Sex after pregnancy is a very confusing topic for most couples and can cause further distress and anxiety during the postpartum period if understanding and communication between both partners does not occur. Dads, you may feel things have changed with the arrival of your bub. Mum may be so focused on bub that you’re starting to feel left out. She may be starting to pull away from you and cover up and you may be feeling rejected and unloved. The good news is that it won’t last forever. However, it will take some understanding on both ends of the relationship. Dads, it’s crucial to understand that it’s not personal. She hasn’t magically turned off you over night. There are many factors that may cause the delay for resuming sex and it’s important for you to understand these so you do not take it personally and the topic can be approached with sensitivity. Making your partner feel that you respect her feelings will enhance the experience and will likely impact the discussion in a positive way.

 You will resume having sex and it will be great sex.

But before that, have a read of important information below on postpartum sex:

When can we start?

Most healthcare professionals recommend waiting between four to six weeks after you give birth. Two weeks postnatal your partner is most likely still bleeding and at risk for a haemorrhage or uterine infection.

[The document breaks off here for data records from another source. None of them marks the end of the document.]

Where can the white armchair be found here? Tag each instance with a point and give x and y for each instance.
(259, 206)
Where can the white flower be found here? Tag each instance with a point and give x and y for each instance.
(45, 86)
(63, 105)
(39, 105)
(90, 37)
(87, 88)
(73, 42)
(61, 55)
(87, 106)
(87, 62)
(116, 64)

If your partner needed stiches it is likely her caregiver will advise to wait until after the six-week postpartum visit. Every woman is different and every body is affected differently by pregnancy. It may take many months before sex can resume as usual.However, it can take many months before you partner wants to have sex so it is important you discuss this with her.

When will I feel like having sex again?

You may be ready to resume having sex straight away but your partner may not. Some women need a few months and some women may need longer. There are many factors that can contribute to the delay.

Soreness/ Tearing

Unfortunately some births don’t work out as planned and childbirth can leave women in physical pain or with damage to their bodies. These take time to heal. Your partner may also fear sex will hurt and it can be enough to turn her off the idea.

Advice:

Firstly, get the advice of a midwife or doctor and discuss her recovery if you are both unsure, especially if she has experienced tearing. Be patient and let her know that you are ready when she is. There are other ways to be intimate with each other so start slow and work your way up. Be sure to check in with her as you progress to ask her how she is feeling.

 

Exhaustion

A recent study published in The Journal of Sexual Medicine found that for each additional hour of sleep a woman has, it increased the likelihood of her having sex by 14%.

 Advice:

To combat exhaustion, accept all offers of help with your baby and the house so you’re partner and you can rest. Once you’re both rested you are likely to feel more energetic and your wife may feel rested and therefore sexier.

 

Low self-esteem

Your partner may be self conscious of weight gain, saggy/stretched skin and breasts that are producing milk.

Advice:

Remind your partner that she is beautiful and that you love and adore her. Be sure you seem sincere about this and not “pushy” for sex. Do not treat good behaviour and sex as a trade. Be sensitive to comments about food and weight – her body will take time to get back to normal.

Feeling connected to your partner postpartum is extremely important for the health of both partners, your relationship and in turn your new baby.

We hope we have made the topic of postpartum sex not so alien!